Friendship comes free in Hawaii at family's roadside fruit stand

Travelers along Kamehameha Highway on Oahu's north shore are apt to pass a makeshift fruit stand operated by a friendly, generous Church member of Chinese-Samoan ancestry.

Tuileva Fafai Atagi, 66, is a retiree from previous employment at dairy and sugar companies who uses the proceeds from the family fruit business to "pay a few bills" and to help support his missionary sons.A member of the Waialua Ward, Mililani Hawaii Stake, the father of 10 children has a son, Faamoana, currently serving a mission. Another son, Fale Mai, is anticipating his call any day. Two other children have previously served as missionaries.

"I just want my call to come," said an eager Fale, while helping his father at the fruit stand recently. When asked where he hopes to go, he says seriously: "Anywhere. I just want to serve and do my part."

As people stop at his stand, Brother Atagi is quick to cut up and pass out samples of his home-grown bananas, coconut, pineapple, sugar cane and papaya.
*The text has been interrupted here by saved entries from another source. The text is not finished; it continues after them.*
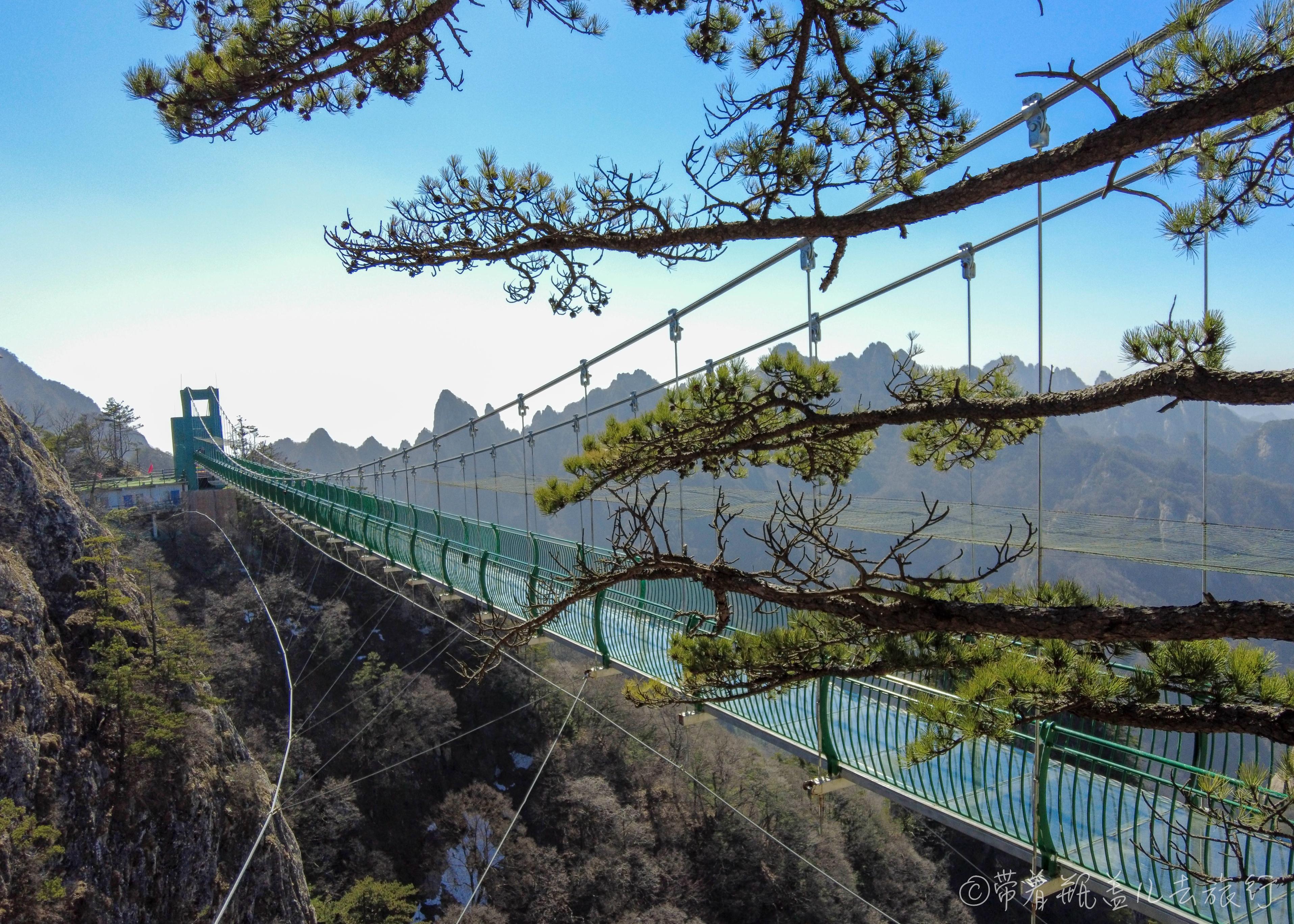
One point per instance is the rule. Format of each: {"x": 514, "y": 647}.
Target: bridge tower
{"x": 192, "y": 429}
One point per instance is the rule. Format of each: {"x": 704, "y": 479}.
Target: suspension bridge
{"x": 1087, "y": 806}
{"x": 1086, "y": 803}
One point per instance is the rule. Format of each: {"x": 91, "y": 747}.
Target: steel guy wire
{"x": 512, "y": 825}
{"x": 989, "y": 135}
{"x": 1204, "y": 487}
{"x": 341, "y": 589}
{"x": 346, "y": 664}
{"x": 329, "y": 791}
{"x": 376, "y": 716}
{"x": 356, "y": 699}
{"x": 615, "y": 725}
{"x": 968, "y": 272}
{"x": 288, "y": 747}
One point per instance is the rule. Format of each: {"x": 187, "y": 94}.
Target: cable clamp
{"x": 808, "y": 256}
{"x": 1036, "y": 120}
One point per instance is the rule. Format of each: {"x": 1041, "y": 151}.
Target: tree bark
{"x": 1122, "y": 140}
{"x": 906, "y": 614}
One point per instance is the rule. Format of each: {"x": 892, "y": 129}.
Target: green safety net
{"x": 1104, "y": 795}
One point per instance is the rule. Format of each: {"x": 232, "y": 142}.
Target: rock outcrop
{"x": 165, "y": 844}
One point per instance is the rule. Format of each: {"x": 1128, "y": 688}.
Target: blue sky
{"x": 132, "y": 264}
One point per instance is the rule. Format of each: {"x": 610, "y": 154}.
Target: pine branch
{"x": 637, "y": 226}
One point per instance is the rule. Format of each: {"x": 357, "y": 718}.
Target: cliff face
{"x": 165, "y": 843}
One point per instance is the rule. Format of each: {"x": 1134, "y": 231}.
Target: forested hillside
{"x": 397, "y": 790}
{"x": 126, "y": 792}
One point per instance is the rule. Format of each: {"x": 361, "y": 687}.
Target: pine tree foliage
{"x": 1239, "y": 173}
{"x": 255, "y": 59}
{"x": 817, "y": 99}
{"x": 147, "y": 666}
{"x": 369, "y": 902}
{"x": 30, "y": 888}
{"x": 1006, "y": 655}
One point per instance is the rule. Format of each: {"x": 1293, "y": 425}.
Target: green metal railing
{"x": 1104, "y": 794}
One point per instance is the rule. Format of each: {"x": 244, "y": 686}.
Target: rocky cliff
{"x": 162, "y": 840}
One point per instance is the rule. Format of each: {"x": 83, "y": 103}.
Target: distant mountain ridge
{"x": 46, "y": 403}
{"x": 1129, "y": 461}
{"x": 28, "y": 393}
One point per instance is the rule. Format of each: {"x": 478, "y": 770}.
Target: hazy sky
{"x": 132, "y": 264}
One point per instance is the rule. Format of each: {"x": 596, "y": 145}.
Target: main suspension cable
{"x": 615, "y": 725}
{"x": 984, "y": 138}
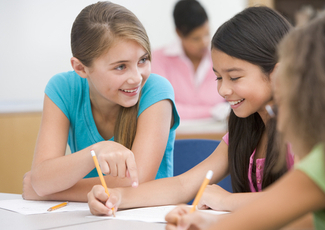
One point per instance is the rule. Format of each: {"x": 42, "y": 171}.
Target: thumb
{"x": 132, "y": 171}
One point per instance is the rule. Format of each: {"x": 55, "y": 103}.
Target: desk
{"x": 201, "y": 129}
{"x": 65, "y": 220}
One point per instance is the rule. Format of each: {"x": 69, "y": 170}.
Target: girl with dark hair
{"x": 110, "y": 103}
{"x": 186, "y": 63}
{"x": 244, "y": 59}
{"x": 300, "y": 97}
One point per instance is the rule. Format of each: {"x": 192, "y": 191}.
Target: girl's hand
{"x": 100, "y": 204}
{"x": 181, "y": 218}
{"x": 213, "y": 197}
{"x": 116, "y": 160}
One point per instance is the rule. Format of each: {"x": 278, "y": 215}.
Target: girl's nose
{"x": 135, "y": 77}
{"x": 224, "y": 89}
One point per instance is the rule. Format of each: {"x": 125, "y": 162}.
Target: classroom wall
{"x": 35, "y": 37}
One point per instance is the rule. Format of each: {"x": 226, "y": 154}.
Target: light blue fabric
{"x": 70, "y": 93}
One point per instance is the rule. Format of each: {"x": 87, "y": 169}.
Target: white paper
{"x": 28, "y": 207}
{"x": 149, "y": 214}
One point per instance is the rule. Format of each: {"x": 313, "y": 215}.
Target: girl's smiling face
{"x": 242, "y": 84}
{"x": 117, "y": 76}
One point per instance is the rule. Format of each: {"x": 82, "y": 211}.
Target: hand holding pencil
{"x": 100, "y": 174}
{"x": 184, "y": 217}
{"x": 116, "y": 160}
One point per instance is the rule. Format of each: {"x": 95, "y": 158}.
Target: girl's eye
{"x": 143, "y": 60}
{"x": 120, "y": 67}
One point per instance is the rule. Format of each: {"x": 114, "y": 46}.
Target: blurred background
{"x": 35, "y": 45}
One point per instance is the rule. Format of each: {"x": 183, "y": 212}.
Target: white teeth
{"x": 235, "y": 102}
{"x": 129, "y": 91}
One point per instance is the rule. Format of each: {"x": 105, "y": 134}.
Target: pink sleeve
{"x": 290, "y": 157}
{"x": 225, "y": 138}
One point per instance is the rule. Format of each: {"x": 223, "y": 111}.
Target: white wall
{"x": 35, "y": 37}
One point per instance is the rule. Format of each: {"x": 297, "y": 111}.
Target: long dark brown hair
{"x": 94, "y": 31}
{"x": 252, "y": 35}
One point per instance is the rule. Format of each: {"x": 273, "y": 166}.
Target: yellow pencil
{"x": 58, "y": 206}
{"x": 100, "y": 174}
{"x": 200, "y": 192}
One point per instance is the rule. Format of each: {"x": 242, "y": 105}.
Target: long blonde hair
{"x": 94, "y": 31}
{"x": 302, "y": 54}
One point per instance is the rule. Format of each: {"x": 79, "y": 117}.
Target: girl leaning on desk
{"x": 300, "y": 97}
{"x": 244, "y": 59}
{"x": 111, "y": 104}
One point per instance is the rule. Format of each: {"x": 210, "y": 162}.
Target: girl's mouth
{"x": 235, "y": 102}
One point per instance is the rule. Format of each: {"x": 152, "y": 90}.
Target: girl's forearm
{"x": 164, "y": 191}
{"x": 47, "y": 176}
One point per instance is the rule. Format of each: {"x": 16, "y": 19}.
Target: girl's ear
{"x": 79, "y": 67}
{"x": 179, "y": 33}
{"x": 272, "y": 74}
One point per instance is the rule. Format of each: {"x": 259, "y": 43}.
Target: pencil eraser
{"x": 209, "y": 174}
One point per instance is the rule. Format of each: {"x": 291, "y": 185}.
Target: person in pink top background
{"x": 244, "y": 59}
{"x": 187, "y": 64}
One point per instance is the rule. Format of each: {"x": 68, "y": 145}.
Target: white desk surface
{"x": 65, "y": 220}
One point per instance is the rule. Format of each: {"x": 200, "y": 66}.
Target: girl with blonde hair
{"x": 111, "y": 104}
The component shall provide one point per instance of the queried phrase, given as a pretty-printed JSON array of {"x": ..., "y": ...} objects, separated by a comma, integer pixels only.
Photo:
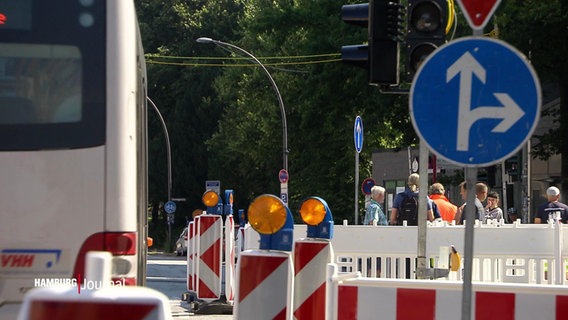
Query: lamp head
[{"x": 204, "y": 40}]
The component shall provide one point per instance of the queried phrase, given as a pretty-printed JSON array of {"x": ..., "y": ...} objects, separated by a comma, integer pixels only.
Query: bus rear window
[{"x": 40, "y": 84}]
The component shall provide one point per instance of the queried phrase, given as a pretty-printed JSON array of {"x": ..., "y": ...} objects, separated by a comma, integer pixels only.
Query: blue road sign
[
  {"x": 358, "y": 134},
  {"x": 367, "y": 185},
  {"x": 475, "y": 101},
  {"x": 283, "y": 176},
  {"x": 170, "y": 207}
]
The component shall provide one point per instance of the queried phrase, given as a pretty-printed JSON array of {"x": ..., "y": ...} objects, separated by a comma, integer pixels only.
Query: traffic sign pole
[
  {"x": 356, "y": 187},
  {"x": 358, "y": 138},
  {"x": 470, "y": 178}
]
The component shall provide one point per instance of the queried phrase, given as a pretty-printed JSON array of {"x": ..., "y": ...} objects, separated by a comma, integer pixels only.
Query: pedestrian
[
  {"x": 492, "y": 210},
  {"x": 552, "y": 210},
  {"x": 374, "y": 213},
  {"x": 445, "y": 207},
  {"x": 480, "y": 195},
  {"x": 405, "y": 204}
]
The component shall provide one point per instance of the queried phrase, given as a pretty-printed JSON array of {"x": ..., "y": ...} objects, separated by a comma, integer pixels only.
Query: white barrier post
[{"x": 190, "y": 256}]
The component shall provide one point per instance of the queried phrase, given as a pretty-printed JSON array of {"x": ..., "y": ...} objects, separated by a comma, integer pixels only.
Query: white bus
[{"x": 73, "y": 167}]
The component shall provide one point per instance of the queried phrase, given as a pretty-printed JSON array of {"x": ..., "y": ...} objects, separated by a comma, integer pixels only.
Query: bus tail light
[{"x": 122, "y": 245}]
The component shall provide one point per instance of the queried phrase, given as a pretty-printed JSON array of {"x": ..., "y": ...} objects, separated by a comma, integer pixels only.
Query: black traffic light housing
[
  {"x": 426, "y": 31},
  {"x": 512, "y": 167},
  {"x": 381, "y": 55}
]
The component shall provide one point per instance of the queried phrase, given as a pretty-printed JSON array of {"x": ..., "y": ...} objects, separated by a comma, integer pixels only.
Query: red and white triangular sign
[{"x": 478, "y": 12}]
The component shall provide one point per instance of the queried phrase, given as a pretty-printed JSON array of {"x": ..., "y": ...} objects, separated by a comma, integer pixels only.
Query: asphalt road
[{"x": 167, "y": 274}]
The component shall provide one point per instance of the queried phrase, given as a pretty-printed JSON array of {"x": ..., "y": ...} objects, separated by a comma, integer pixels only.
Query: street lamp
[
  {"x": 169, "y": 157},
  {"x": 280, "y": 102},
  {"x": 168, "y": 150}
]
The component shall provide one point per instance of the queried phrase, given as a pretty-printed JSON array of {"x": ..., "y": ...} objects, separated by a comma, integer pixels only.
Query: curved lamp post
[
  {"x": 280, "y": 102},
  {"x": 169, "y": 156},
  {"x": 168, "y": 150}
]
He quickly whacks off the top of a coconut and puts a straw into the sweet milk for one thirsty visitor, cutting in half a papaya and spooning out the sweet insides for another.

When one person asks about the BYU T-shirt he is wearing, he breaks into a big smile and extends his hand: "Are you a Mormon?" Though his English is limited, there is no misunderstanding Brother Atagi's warmth or hospitality, nor his love of the gospel and commitment to the missionary cause.

"In my mind that's the best thing for my sons and daughters, to go serve the Lord," he said.

His work at the roadside fruit stand is helping his children do just that.